Microlenders were also hit hard. Qudian Inc. said its real-time "D1" delinquency rate jumped to 20% in February, from 10% in the third quarter of 2019. Some have sharply increased their provisions for loan losses. For instance, 360 Finance Inc. increased its provision for loans receivable by more than 10 times to 487.0 million yuan in 2019 from 44.5 million yuan a year earlier.
"Smaller banks are generally more concentrated, closely tied to regional- or even city-level economies. So if you get a sharp downturn, just in one city, then that could be enough to cause a great deal of stress in some of the smaller banks, microlenders and nonbank financial institutions. They're also at a higher risk because their deposits are not growing," Green said.
Size, risk may correlate
The largest lenders are in a stronger position to absorb shocks in economic downturn. The common equity Tier 1 capital ratios of the nation's six largest commercial banks on average rose by 1.68 percentage points between 2013 and 2019, according to S&P Global Market Intelligence.

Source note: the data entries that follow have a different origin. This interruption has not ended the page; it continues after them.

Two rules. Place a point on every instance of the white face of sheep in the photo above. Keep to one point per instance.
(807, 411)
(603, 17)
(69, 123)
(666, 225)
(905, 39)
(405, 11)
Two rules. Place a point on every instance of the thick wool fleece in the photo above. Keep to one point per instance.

"The large commercial banks are well capitalized to handle a meaningful increase of household defaults," Wang said.
Green said the contagion risk in small banks and microlenders is likely manageable, too, adding: "We're going to see the [central bank] and larger banks, government-affiliated financial institutions really step into the breach if there is any sign of serious weakness in these small banks."
There were several bank failures in China in 2019 but Beijing either seized management of the lender or launched state bailouts to prevent them from collapsing. This was seen to have helped prevent financial contagion from spreading to other parts of the system.
Qian, though, said this may not be ideal in the long run.
"To some extent, pushing banks to extend credit is the best short-term solution but it could be a longer-term poison as such policy would disallow banks to apply risk differentiation in their day-to-day business," he said.
As of April 14, US$1 was equivalent to 7.05 Chinese yuan.